In der täglichen Praxis wird die GOÄ 3523 meist im Rahmen eines Schnelltests (Latex-Agglutinationstest) erbracht. Dieser liefert rasch ein qualitatives Ergebnis (positiv/negativ). Liegt ein positives Testergebnis vor, schließt sich häufig eine quantitative Differenzierung an, die jedoch nicht mehr über diese Ziffer abgerechnet werden darf.

Achtung: Die GOÄ 3523 darf ausschließlich für die qualitative Bestimmung herangezogen werden. Sobald eine quantitative Titerbestimmung erfolgt, greifen andere Gebührenordnungsziffern.

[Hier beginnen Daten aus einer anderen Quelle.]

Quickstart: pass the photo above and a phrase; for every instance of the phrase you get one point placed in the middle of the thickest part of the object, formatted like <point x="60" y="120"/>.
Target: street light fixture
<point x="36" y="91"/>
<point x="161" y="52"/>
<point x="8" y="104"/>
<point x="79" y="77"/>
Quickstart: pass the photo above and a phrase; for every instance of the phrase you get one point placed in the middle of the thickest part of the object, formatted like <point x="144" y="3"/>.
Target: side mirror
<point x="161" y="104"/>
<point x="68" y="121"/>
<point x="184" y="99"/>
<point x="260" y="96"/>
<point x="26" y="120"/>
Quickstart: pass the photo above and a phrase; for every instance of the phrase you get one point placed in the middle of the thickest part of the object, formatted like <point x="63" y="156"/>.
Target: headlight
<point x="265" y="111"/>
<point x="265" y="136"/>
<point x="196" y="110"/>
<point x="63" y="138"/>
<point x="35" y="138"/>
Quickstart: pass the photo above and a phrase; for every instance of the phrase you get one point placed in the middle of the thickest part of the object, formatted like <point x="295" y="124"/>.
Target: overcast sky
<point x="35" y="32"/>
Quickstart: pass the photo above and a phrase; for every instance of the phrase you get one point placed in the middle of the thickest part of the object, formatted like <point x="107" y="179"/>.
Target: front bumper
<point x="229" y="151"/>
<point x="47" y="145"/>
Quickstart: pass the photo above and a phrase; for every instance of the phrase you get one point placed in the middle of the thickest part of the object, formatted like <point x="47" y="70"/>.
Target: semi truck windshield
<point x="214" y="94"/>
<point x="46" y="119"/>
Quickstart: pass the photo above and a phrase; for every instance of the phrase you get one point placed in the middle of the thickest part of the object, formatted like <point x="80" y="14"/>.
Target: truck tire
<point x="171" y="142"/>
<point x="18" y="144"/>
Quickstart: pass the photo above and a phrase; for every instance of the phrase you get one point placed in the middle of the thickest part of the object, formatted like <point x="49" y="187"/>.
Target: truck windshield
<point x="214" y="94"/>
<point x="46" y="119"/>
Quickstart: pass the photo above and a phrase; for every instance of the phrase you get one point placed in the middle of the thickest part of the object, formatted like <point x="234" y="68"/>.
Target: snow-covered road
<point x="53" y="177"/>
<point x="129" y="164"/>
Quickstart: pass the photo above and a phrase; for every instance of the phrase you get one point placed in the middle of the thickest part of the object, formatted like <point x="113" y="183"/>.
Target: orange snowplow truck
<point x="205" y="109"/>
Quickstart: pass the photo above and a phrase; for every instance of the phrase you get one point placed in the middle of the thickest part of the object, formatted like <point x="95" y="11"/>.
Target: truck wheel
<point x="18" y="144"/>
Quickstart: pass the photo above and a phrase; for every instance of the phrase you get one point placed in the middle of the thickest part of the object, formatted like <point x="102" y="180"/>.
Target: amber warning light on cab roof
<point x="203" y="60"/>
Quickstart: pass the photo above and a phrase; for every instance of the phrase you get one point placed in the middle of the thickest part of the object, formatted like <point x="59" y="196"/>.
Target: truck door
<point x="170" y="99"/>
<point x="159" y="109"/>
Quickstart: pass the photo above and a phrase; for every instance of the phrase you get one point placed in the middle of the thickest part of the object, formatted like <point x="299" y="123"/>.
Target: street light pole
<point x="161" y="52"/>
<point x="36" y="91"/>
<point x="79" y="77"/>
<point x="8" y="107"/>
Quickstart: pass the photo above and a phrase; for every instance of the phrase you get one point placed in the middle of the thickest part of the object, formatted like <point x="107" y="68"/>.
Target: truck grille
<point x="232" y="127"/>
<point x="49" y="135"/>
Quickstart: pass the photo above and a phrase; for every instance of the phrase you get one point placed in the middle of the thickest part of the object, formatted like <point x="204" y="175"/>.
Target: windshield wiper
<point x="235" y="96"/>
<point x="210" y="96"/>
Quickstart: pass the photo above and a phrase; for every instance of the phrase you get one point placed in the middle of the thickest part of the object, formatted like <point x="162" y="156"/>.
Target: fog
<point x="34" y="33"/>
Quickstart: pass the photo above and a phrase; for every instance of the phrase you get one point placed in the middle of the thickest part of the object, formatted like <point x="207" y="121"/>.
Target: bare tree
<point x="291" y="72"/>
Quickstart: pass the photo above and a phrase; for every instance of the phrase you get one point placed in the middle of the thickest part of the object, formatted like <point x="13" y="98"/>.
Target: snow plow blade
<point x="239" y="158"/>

Typische Praxisbeispiele für die GOÄ 3523

Fallbeispiel 1: Verdacht auf rheumatisches Fieber

Ein Patient stellt sich mit wandernden Gelenkschmerzen und Abgeschlagenheit drei Wochen nach einer Mandelentzündung vor. Zum Ausschluss einer Streptokokken-Zweitkrankheit führt die Praxis einen qualitativen ASL-Latex-Agglutinationstest im eigenen Labor durch. Der Test verläuft negativ. Abgerechnet wird die GOÄ-Ziffer 3523 zum Regelsatz (1,15-fach) mit 6,70 €.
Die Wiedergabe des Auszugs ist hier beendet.